Saturday, May 17, 2008

Me And My Matrix

Maybe it's because of Speed Racer - which I like a lot - that I decided to slip The Matrix into the DVD player again. It's a film that has grown on me tremendously over time. Believe it or not, I used to hate it because I thought it was all style and little else.

When I first saw it in the cinema, I didn't think much of it. OK, so the visuals were nice, but the ideas, I thought, were hardly original. In fact, if you'd consider it, the style too, is hardly original. I felt the Wachowskis were doing a Tarantino - mash up everything that's ever come before, and blend it all into one seemingly "new" thing.

The biggest beef I had with it was that all the slo-mo doesn't serve the story but is there for some eye-candy.
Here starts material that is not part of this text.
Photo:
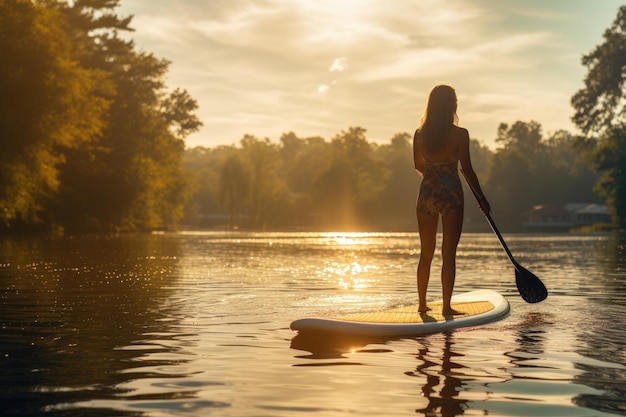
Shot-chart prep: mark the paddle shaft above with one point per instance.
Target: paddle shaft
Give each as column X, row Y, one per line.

In John Woo's case, from whom they had borrowed, the slowed-down action sequences had the effect of creating tension very much like a suspenseful scene where the protagonist is being closed in from behind by the bad guy. It made you grip your seat in anticipation.

Then, of course, there's all the borrowing. The opening sequence is straight out of Ghost In The Shell, and the whole idea of "the real world" has been done to death, as has the "war against the machines" angle.

But on the whole, the movie does work because the Wachowskis imbue it with so many allegories, even though some seem to stretch it a bit. For me personally, the wonder of it is how they managed to make a coherent story when the story actually takes off in the middle of things. What is the Matrix and how did Neo come to know of it? Who is Trinity? Who is Morpheus? What the fuck is going on?

But somehow, right from the beginning, we're never confused. And that, for me, is the beauty of it. And there's the same energy of the imagination that is in Speed Racer.

And when I watched it again just now, it struck me just how similar it is to the Terminator series. The war against the machines, the saviour, the end of the world. Even the score has moments of T2, the metallic clanging. The shootout at the building too, is reminiscent of the one in T2.

There's no doubt The Matrix has been incredibly influential in Hollywood. It has also had its influences on Russian cinema, particularly on Timur Bekmambetov's Night Watch series. So much so that Bekmambetov has now gone and made a Matrix copycat film. I call it The Matrix Recycled. Its real title is, of course, Wanted.

The James McAvoy character is Neo, Angelina Jolie is Trinity, and there's also a black mentor, like Laurence Fishburne's Morpheus, in Morgan Freeman's character.

The whole concept is pretty telling too. Freeman tells McAvoy:

"It is a choice that each of us must face ... to remain ordinary, pathetic, beaten down, coasting through a miserable existence, black sheep herded by fate ... or you can take control of your own destiny and join us ..."

Ya, take the blue pill, or take the red one. The choice is yours. What a complete rip-off.